The spot price for benchmark 64Mb DRAM chips, which had been as high as $US9 per chip in mid-2000, was hovering just above the $US2 mark at the end of last week, while benchmark 128Mb DRAM chips were priced around $US4.40 to $US4.50 per chip, said Steve Tan, an analyst at the Singapore offices of memory chip market data provider Independent Commodity Information Services - London Oil Reports (ICIS-LOR).
"This market is really crazy now," said Tan. A slight rally in prices mid-week failed to gather momentum. "It's gone back down again -- I think it was a slight correction. From what I gather, if the 128Mb prices hit $US4.10 to $US4.20, the 64Mb will probably go down to $US2."

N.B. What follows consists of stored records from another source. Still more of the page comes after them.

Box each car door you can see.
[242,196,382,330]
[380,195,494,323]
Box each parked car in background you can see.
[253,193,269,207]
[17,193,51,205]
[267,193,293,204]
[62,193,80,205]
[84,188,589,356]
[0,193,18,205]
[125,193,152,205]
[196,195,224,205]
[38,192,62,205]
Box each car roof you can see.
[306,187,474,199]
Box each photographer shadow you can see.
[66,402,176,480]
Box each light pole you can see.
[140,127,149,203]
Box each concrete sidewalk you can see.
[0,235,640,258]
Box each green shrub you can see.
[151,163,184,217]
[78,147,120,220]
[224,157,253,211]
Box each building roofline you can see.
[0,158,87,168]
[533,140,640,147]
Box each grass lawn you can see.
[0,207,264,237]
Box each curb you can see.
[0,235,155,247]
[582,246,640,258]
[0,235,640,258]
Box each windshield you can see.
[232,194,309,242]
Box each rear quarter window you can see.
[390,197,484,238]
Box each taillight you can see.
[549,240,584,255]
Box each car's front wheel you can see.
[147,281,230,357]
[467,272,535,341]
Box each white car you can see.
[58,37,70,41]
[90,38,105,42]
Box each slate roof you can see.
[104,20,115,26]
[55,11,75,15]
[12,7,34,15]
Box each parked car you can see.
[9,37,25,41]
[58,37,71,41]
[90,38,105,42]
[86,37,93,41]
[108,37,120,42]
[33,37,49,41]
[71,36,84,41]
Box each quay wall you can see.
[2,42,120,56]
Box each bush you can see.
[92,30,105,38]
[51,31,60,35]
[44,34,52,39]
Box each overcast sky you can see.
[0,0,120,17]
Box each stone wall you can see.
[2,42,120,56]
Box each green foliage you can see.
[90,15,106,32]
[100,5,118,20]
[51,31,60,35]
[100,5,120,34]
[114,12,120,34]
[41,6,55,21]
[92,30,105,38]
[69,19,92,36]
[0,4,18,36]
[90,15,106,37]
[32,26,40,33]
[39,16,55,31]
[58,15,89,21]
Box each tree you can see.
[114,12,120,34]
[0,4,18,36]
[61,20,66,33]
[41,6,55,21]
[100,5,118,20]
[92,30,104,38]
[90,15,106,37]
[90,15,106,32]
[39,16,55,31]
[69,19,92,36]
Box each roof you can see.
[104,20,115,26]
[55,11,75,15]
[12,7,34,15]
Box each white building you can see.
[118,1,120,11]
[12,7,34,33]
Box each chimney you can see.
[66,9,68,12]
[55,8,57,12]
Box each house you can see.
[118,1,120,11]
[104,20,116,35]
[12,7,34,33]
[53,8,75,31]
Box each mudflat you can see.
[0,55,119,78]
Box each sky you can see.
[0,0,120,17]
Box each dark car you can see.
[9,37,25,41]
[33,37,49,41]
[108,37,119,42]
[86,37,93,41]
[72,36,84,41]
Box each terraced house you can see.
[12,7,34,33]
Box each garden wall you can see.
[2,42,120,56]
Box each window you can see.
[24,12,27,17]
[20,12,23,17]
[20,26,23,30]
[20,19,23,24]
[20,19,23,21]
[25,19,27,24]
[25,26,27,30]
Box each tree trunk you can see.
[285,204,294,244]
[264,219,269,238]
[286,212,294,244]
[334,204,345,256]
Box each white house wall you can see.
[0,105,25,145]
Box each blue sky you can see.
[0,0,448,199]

At blame for the continued weakness is bad sentiment in the market, said Tan. He said market rumours, whether true or not, that major players LG Electronics, Hyundai Electronics and Micron Technology have significant inventory and are dumping it in the market has been depressing prices.
In the near term, he expects prices to continue falling as traders remain wary of the market.
"We all though that $US2.40 to $US2.50 would be the lowest (for 64Mb chips) and that's why some of the traders bought at that price. Then it started going down again so now they're just going to stay out of the market and wait for it to go below $US2," he said. "$US1.50 to $US1.60 may be the new bottom."
Memory chip companies are already losing money at the current levels and few are willing to comment on the state of the market and where prices may be heading.
"We've learned from the 16M DRAM that there is no limit," said Aston Bridgman, a spokesman for NEC.